¿Eran necesarios tantos emails sobre privacidad?

La llegada del Reglamento General de Protección de Datos (RGPD) no ha sido fácil para nadie. Aunque el tiempo de adaptación a la normativa europea ha sido de dos años, su aplicación directa el pasado 25 de mayo generó mucho revuelo.

Por un lado, los usuarios no daban crédito a la cantidad de correos que recibían al día (incluso de empresas que desconocían) informándoles o, bien de que disponían de sus datos personales, o bien intentando conseguir un nuevo consentimiento para poder seguir enviándoles notificaciones. Y aquí vino el problema.

El consentimiento es una de las seis bases legales recogidas en el RGPD que permiten tratar la información personal de los interesados, pero existen cinco más: intereses vitales, intereses legítimos, obligaciones contractuales, requisito legal e interés público.

El interés legítimo autoriza a las empresas a comunicarse con sus usuarios siempre que hayan mostrado un interés previo en la compañía y hayan realizado una acción para demostrarlo como, por ejemplo, la suscripción a una newsletter.

Sin embargo, algunas empresas tuvieron que borrar los datos personales de los usuarios que no contestaron cuando, por equivocación o desinformación, enviaron un e-mail de obtención de un consentimiento que ya tenían o cuando no lo necesitaban porque estaban cubiertos por el interés legítimo u otra razón legal.

El motivo es que una vez que enviaron el correo solicitando un nuevo consentimiento, entonces sí tenían que obtenerlo obligatoriamente, porque el RGPD no recoge como válida la ausencia de respuesta para conseguir el consentimiento.

Qué hacer con esos correos electrónicos

El modo de actuar dependerá del comportamiento habitual del usuario con la organización. Si la persona interactúa regularmente con una empresa, probablemente conozca qué datos personales suyos tiene y para qué los utilizan. Por tanto, lo único que hay que hacer es confirmar que tanto la información como el objetivo del tratamiento son correctos.

Es importante leer bien el aviso de privacidad de la compañía y entender todo lo que se explica en él, por ejemplo: para qué se recogen los datos, cómo se procesan o cómo se pueden ejercer los derechos como ciudadanos.

El otro escenario se produciría cuando se reciben emails de organizaciones que, a duras penas, se sabe quiénes son o no se recuerda haberle dado ninguna información.
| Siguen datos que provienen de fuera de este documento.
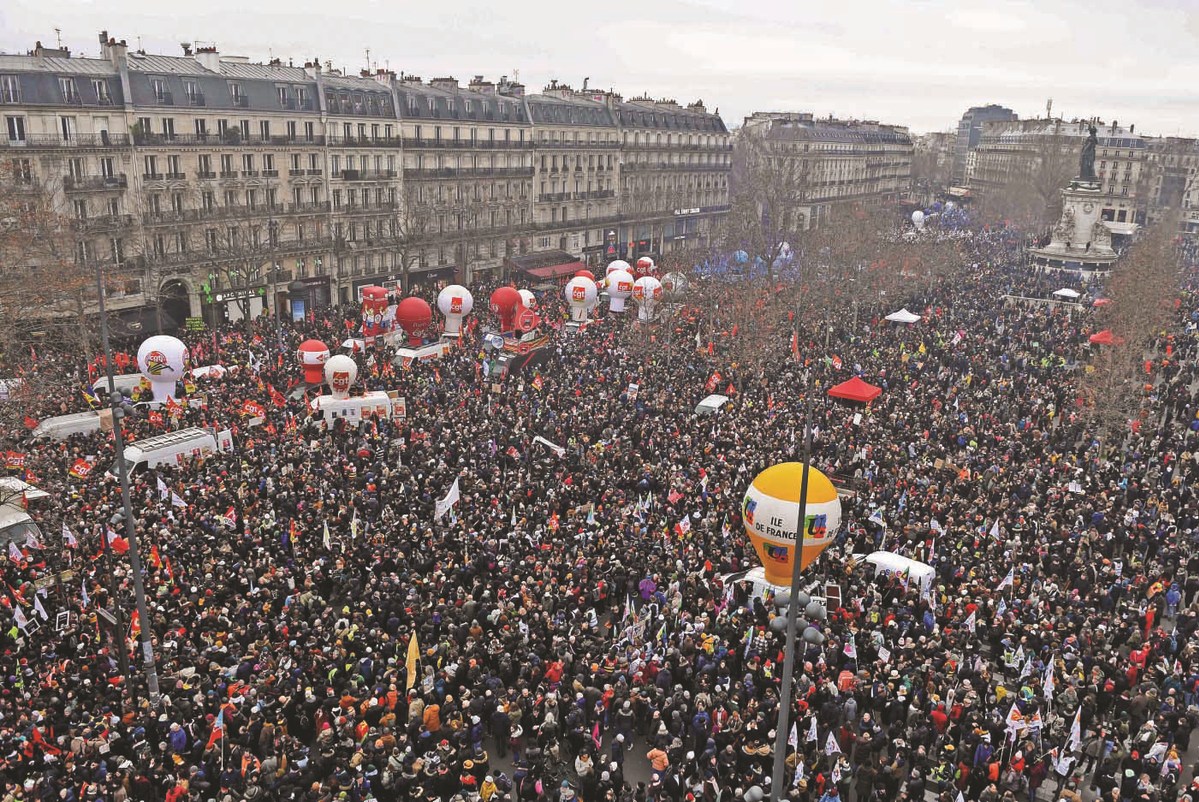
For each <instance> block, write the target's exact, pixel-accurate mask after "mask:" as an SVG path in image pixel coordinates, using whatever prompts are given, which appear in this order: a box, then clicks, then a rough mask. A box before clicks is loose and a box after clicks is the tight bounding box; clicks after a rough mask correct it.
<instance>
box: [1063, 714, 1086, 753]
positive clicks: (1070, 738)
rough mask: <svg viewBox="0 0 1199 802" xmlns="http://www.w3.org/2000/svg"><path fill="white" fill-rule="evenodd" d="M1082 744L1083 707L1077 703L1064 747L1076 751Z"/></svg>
mask: <svg viewBox="0 0 1199 802" xmlns="http://www.w3.org/2000/svg"><path fill="white" fill-rule="evenodd" d="M1080 746H1083V707H1081V705H1079V707H1078V710H1076V711H1074V723H1073V724H1071V725H1070V738H1067V740H1066V748H1067V749H1070V750H1071V752H1077V750H1078V748H1079V747H1080Z"/></svg>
En ese caso, lo mejor es darse de baja de esos correos, ya que seguramente no se tiene la intención de volver a usar sus productos y servicios.

Poder darse de baja de estos e-mails debería ser una acción muy sencilla, visible en los correos y avisos de privacidad. Si no aparece, se recomienda ejercer el derecho al olvido y solicitar la eliminación de los datos personales en la empresa.

No te quedes con la duda

Conocer el RGPD y saber interpretarlo no es sencillo. La regulación europea es clara en muchos aspectos, pero ambigua en otros. Existen áreas tan importantes como las razones legítimas para tratar datos que deben comprenderse a la perfección, de lo contrario, podríamos volver a enfrentarnos a situaciones como la de hace unas semanas donde no teníamos nada claro cómo proceder.